Friday, November 7, 2014

He said, She said.

7th November 2014

To begin at the beginning....

Every writer ought to have a house like this. It should be the law, that's what I say. This one belonged to Dylan Thomas, and no wonder it gave rise to such unearthly lines. I would have a house such as this right over the water. As Jung said, the human psyche gravitates towards water. I know mine does. It's primordial, our first home. And on this day of my birth, this is what I wish for myself: a good place to live and an even better place to die. Not that I'm there yet. There's much too much to get done, too many books to be published, too much to see (including the above house which is now a museum.) But in the end, in the very end, the spirit should pass out over the water. That is something I have no fear of.

And so to dialogue. The funny thing about dialogue both in literature and in film, is that it has to perform an amazing trick: it has to appear normal while being at the same time far from normal. It has to be doing a job, which in everyday living, of course, speech rarely does.

      "Did you get the teabags while you were out?"
       "I think I got the right ones. Which do you prefer?"
       "I used to think it was Tetley, but these days I prefer Yorkshire Gold. Which ones did you buy?"

And so on and so on.  This is the way people really converse, but if you filled a book with this kind of meandering drivel, you'd have your reader asleep in no time.
So speech in books and in film has to be condensed.
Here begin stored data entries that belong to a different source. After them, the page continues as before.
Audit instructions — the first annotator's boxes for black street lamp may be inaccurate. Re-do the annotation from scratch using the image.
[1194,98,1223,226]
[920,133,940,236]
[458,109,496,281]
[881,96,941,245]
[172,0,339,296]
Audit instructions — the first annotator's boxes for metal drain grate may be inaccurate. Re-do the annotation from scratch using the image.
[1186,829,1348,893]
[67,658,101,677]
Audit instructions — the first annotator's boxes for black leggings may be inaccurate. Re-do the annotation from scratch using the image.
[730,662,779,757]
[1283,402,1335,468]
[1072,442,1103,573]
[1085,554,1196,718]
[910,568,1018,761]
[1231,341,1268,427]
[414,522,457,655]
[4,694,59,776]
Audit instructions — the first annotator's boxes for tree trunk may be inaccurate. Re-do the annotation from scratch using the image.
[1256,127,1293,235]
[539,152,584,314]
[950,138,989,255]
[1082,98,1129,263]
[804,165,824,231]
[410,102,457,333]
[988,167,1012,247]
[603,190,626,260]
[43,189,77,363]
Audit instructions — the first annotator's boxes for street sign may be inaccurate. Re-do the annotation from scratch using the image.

It has to be pithy and move the story along. And it has to do all this while sounding real.

"You keep away from Curly, Lennie."
"Sure I will, George. I won't say a word."
"Don't let him pull you in, but if the son-of-a-bitch socks you, let 'im have it."
"Let him have what, George?"

Immortal lines from the best of all dialogue-writers: Steinbeck.

"When dialogue is right, we know," says Mr. Stephen King. "When it is wrong we also know--it jags on the ear like a badly tuned musical instrument."

"Bond. James Bond." This does not sound real, though it has become standard fare in books and film when people introduce themselves. I have never once in all my many years introduced myself as "McDougall. Claire McDougall," but in written dialogue you see it all the time.
Another thing you see too often in dialogue is people repeating phrases in a way they would never do in real life: "I will never get over this," he said. "I will never get over it."  If you heard anyone talking like this in real life, you'd think they were reading off a badly written script.
Dylan Thomas wrote in a converted garage just up the cliff from his amazing house. Every day his wife would lock him in it for four hours. She should have locked him in it for good. If he had lived until 2014, he would have been 100 years old.
"To begin at the beginning...." He hardly started. But he filled our hearts with beautiful soul crunching language. And none of it sounded in the least bit like speech.